Levée de boucliers contre le filtrage d’Internet
Le gouvernement prépare actuellement une charte qu’il entend faire signer aux fournisseurs d’accès à Internet dès ce mardi 10 juin. Ce document fixe de nouvelles obligations aux FAI, à commencer par la mise en place de dispositifs de filtrage, provoquant une véritable levée de bouclier.
Nos confrères de PCInpact ont dévoilé ce vendredi 6 juin l’existence d’une charte que le gouvernement souhaite faire signer aux fournisseurs d’accès à Internet français ce mardi 10 juin. Cette charte, intitulée « Confiance en ligne » et qui tient en quatre pages, prévoit plusieurs dispositions qui font déjà polémique. La mise en place d’une « démarche proactive de sécurisation des équipements par des mesures adaptées (ex : information, suspension, résiliation, blocage de certains ports…) auprès des clients mettant en jeu la sécurité du réseau » ou encore le blocage des liens et des publicités vers des contenus réservés aux adultes dans des espaces qui ne le sont pas, soulèvent la question du filtrage d’Internet et du rôle des intermédiaires techniques du réseau.
L’association Quadrature du Net s’inquiète tout simplement d’un projet de « surveillance et de filtrage généralisé du Net », faisant référence au Big Brother de Georges Orwell.
Un mouvement de fond
Pour Emmanuel Tricaud, directeur des affaires réglementaires et du développement de Colt Telecommunications France, ce projet de charte n’est pas une surprise : « il s’inscrit dans un mouvement de fond qui dure depuis des années ; les pouvoirs publics ont besoin de pouvoir exercer leurs compétences régaliennes, y compris dans des espaces dits immatériels. » Et s’il semble comprendre que les pouvoirs publics s’appuient pour cela sur les fournisseurs de « tuyaux », Emmanuel Tricaud ne s'en interroge pas moins : « Internet est né comme un espace de liberté ; certains l’utilisent mal.
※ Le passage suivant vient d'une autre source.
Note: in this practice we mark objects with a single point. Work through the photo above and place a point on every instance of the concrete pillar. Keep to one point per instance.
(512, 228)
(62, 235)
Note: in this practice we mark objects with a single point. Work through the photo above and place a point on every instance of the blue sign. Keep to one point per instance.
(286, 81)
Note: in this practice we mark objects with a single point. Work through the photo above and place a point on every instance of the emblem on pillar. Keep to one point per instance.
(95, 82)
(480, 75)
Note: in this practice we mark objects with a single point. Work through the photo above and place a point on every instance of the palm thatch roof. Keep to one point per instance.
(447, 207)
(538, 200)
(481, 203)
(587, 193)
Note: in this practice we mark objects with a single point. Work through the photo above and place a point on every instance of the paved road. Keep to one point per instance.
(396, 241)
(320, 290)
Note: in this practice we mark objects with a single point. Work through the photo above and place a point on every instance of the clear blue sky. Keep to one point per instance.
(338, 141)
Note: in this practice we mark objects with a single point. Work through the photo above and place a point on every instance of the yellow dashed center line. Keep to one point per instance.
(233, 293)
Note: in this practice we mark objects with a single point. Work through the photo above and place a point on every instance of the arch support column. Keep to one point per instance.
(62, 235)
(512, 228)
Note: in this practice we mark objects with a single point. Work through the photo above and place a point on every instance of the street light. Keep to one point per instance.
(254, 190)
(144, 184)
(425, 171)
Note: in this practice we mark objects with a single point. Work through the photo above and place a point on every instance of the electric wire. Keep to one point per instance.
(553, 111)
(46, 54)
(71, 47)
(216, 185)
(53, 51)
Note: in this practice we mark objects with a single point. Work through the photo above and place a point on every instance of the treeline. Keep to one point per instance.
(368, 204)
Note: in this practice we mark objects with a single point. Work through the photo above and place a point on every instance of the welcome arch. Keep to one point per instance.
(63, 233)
Mais veut-on faire des fournisseurs de tuyaux les exécutants d’une politique publique ou ses initiateurs ? Nous demandons que, si filtrage il doit y avoir, une autorité nous indique ce que nous devons filtrer. Tel qu’il a circulé la semaine dernière, le projet invente de nouvelles obligations contraires aux principes mêmes sur lesquels les lois sont fondées. » Et de souligner, comme point de départ, l’obligation du fournisseur d’accès à Internet de neutralité vis-à-vis des contenus, relevant la nature « antidémocratique » d’un dispositif dans lequel les FAI devraient filtrer des contenus sans en avoir reçu l’ordre du pouvoir judiciaire.
Des risques potentiels pour l’activité des entreprises
Yann Genetay, président d’Ipnotic Telecom, ne se sent pas vraiment concerné : « pour les entreprises, les blocages semblent hors de propos », même si, dans le cas de restrictions sur des accès grand public, « cela peut compliquer la vie des travailleurs nomades. » Nicolas Aubé, président de l’opérateur Céleste, relève néanmoins que d’éventuels blocage sur le tunneling ou le chiffrement seraient très handicapants : « on a besoin d’une certaine liberté pour les entreprises. Il ne faut pas que l’on nous empêche de fournir ce type de service. »
Mais Nicolas Aubé ne cache pas son affinité avec le projet de charte. Selon lui, « les fournisseurs d’accès à Internet ne sont pas assez responsables. Ils laissent faire tout et n’importe quoi. » Pour lui, notamment, les autorités judiciaires « doivent pouvoir faire des écoutes sur Internet. » Mais Nicolas Aubé n’en relève pas moins les limites du projet actuel : « on a besoin de savoir clairement ce qui peut être imposé aux fournisseurs et aux clients. » Le filtrage de ports, « c’est difficile mais jouable. » Mais l’archivage des logs, « c’est quoi ? les logs de connexion ou les logs DNS ? Dans ce second cas, ce serait colossal comme masse de données. »
Quant au coût des mesures, le président de Céleste ne semble pas trop s’en inquiéter : « je comprends que cela soit un problème pour les fournisseurs grand public ; mais sur le marché entreprises, on peut le répercuter sur les clients. » Reste à savoir s’ils apprécieront.